Division of Gastroenterology, Department of Internal Medicine, Incheon St. Mary's Hospital, The Catholic University of Korea College of Medicine, Seoul, Korea.
Gut Liver. 2016 Sep 15;10(5):757-63. doi: 10.5009/gnl15511.
BACKGROUND/AIMS: Surgeons must be aware of risk factors for strictures before performing endoscopic submucosal dissection (ESD), to enable early interventions to prevent severe strictures.
This study was a single-center retrospective study. We reviewed the clinical data of patients who has undergone gastric ESD from January 2007 to December 2012.

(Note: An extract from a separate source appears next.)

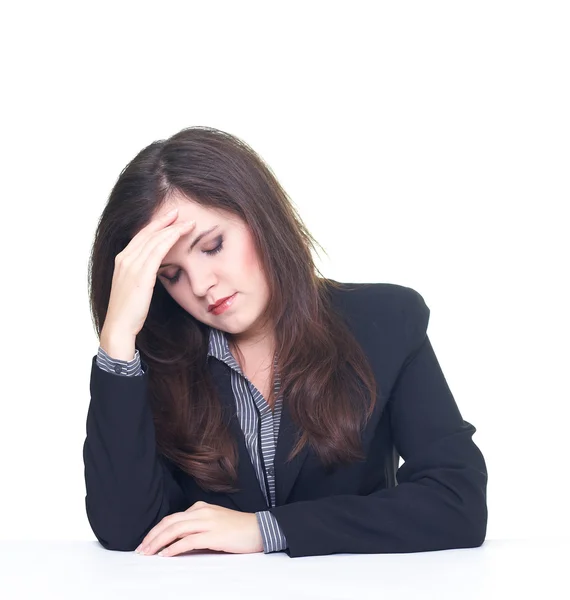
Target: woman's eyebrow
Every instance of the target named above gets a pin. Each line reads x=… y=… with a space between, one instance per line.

Among the 3,819 patients who had undergone gastric ESD, 11 patients (7.2%) developed pyloric strictures and received successful endoscopic balloon dilation. Significant differences were noted between the patients without and with post-ESD strictures for pretreatment of antral or pyloric deformities (46.4% vs 81.8%), the proportion of extension to the lumen circumference (>3/4, 9.4% vs 54.5%), the longitudinal extent of mucosal defects (27.9±10.1 mm vs 51.5±10.8 mm), and post-ESD bleeding (2.9% vs 27.3%). Multivariate analysis revealed that pretreatment antral or pyloric deformities (odds ratio [OR], 30.53; 95% confidence interval [CI], 1.476 to 631.565; p=0.027), larger longitudinal extent of mucosal defects (OR, 1.20; 95% CI, 1.074 to 1.340; p=0.001), and circumferential extension of ≥3/4 (OR, 13.69; 95% CI, 1.583 to 118.387; p=0.017) were independent risk factors for post-ESD stricture.

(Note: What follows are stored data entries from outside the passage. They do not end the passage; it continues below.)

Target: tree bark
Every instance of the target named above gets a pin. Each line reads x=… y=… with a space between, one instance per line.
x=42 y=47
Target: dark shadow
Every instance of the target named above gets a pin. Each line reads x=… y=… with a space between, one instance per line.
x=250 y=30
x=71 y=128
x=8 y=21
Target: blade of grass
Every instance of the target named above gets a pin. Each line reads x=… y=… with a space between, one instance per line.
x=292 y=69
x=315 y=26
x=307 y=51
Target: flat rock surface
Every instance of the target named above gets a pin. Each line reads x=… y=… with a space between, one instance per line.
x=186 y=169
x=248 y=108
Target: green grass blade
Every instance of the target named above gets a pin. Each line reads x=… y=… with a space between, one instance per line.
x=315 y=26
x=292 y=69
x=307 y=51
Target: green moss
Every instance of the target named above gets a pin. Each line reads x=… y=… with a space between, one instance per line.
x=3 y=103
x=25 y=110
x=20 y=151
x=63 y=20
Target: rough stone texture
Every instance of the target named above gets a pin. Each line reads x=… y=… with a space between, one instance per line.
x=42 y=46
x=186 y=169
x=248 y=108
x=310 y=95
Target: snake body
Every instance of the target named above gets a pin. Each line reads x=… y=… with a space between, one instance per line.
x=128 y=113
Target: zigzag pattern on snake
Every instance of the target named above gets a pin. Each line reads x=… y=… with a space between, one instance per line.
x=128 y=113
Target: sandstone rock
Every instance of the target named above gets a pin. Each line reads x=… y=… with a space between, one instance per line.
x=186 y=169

Antral or pyloric deformities, sub-circumferential resection over more than 75% of the circumference and greater longitudinal extent of mucosal defects are independent risk factors for post-ESD stricture.

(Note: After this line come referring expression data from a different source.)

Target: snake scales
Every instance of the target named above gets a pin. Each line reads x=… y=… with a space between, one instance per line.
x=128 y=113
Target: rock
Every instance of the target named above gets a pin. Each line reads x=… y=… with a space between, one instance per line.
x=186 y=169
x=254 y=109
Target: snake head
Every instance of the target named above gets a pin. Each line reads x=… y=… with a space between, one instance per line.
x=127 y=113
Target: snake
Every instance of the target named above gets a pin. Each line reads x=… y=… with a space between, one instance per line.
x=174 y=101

背景/目的:外科医生在进行内镜黏膜下剥离术(ESD)前必须了解狭窄的危险因素,以便能够进行早期干预以预防严重狭窄。
本研究为单中心回顾性研究。我们回顾了2007年1月至2012年12月期间接受胃ESD治疗的患者的临床资料。
在3819例接受胃ESD治疗的患者中,11例(7.2%)发生幽门狭窄并接受了成功的内镜球囊扩张术。在无ESD后狭窄和有ESD后狭窄的患者之间,胃窦或幽门畸形的预处理情况(46.4%对81.8%)、向管腔圆周的延伸比例(>3/4,9.4%对54.5%)、黏膜缺损的纵向范围(27.9±10.1毫米对51.5±10.8毫米)以及ESD后出血情况(2.9%对27.3%)存在显著差异。多因素分析显示,胃窦或幽门畸形的预处理(比值比[OR],30.53;95%置信区间[CI],1.476至631.565;p=0.027)、黏膜缺损的较大纵向范围(OR,1.20;95%CI,1.074至1.340;p=0.001)以及圆周延伸≥3/4(OR,13.69;95%CI,1.583至118.387;p=0.017)是ESD后狭窄的独立危险因素。
胃窦或幽门畸形、超过圆周75%的次圆周切除以及黏膜缺损的更大纵向范围是ESD后狭窄的独立危险因素。